To calculate the value of [H3O+] in a 0.01 M HOBr solution, you need to consider the equilibrium expression and use the given Ka value. Here's how you can approach it:
Step 1: Write the balanced equation for the dissociation of HOBr:
HOBr + H2O ⇌ H3O+ + OBr-
Step 2: Write the equilibrium expression using the concentrations of the species involved:
Ka = [H3O+][OBr-]/[HOBr]
Step 3: Determine the concentrations of the species.
In this case, you are given that the concentration of HOBr is 0.01 M. However, you cannot assume that the concentration of OBr- is also 0.01 M because they are not equal.

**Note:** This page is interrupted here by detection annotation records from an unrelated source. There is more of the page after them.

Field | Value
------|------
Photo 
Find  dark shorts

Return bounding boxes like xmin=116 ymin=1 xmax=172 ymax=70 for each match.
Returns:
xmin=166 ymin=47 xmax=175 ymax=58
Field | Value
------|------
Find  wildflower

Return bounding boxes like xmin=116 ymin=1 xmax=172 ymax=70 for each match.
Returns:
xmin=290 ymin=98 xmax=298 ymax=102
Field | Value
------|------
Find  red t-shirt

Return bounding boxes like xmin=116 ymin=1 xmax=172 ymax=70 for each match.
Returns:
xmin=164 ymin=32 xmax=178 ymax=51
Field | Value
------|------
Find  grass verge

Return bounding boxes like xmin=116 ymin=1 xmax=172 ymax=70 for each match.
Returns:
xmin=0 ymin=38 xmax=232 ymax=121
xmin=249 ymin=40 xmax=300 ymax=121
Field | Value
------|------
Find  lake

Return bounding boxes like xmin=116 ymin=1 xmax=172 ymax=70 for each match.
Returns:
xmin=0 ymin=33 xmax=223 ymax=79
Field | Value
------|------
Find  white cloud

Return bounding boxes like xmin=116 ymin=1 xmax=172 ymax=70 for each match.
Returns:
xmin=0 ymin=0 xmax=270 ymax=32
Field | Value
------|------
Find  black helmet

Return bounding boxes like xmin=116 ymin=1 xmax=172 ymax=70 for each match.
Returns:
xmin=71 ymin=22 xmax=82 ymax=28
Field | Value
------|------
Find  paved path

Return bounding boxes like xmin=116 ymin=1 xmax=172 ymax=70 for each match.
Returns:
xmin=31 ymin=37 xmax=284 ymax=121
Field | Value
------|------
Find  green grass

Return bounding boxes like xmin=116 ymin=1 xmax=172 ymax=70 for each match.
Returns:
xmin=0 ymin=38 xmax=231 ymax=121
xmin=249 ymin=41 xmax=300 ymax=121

The equilibrium expression accounts for the fact that the concentrations can be different.
Step 4: Solve for the unknown concentration [H3O+].
Rearrange the equilibrium expression to solve for [H3O+]:
[H3O+] = (Ka * [HOBr])/[OBr-]
Step 5: Substitute the given values into the equation.
[H3O+] = (2.5E-9 * 0.01 M)/[OBr-]
Since you haven't provided the concentration of OBr-, we cannot calculate the exact value of [H3O+] without that information. The equilibrium constant Ka only tells us the ratio of products to reactants at equilibrium.
To calculate the value of [H3O+], you would need to know either the initial concentration of OBr- or have additional information that allows you to determine its concentration at equilibrium, such as a second equilibrium expression or additional data.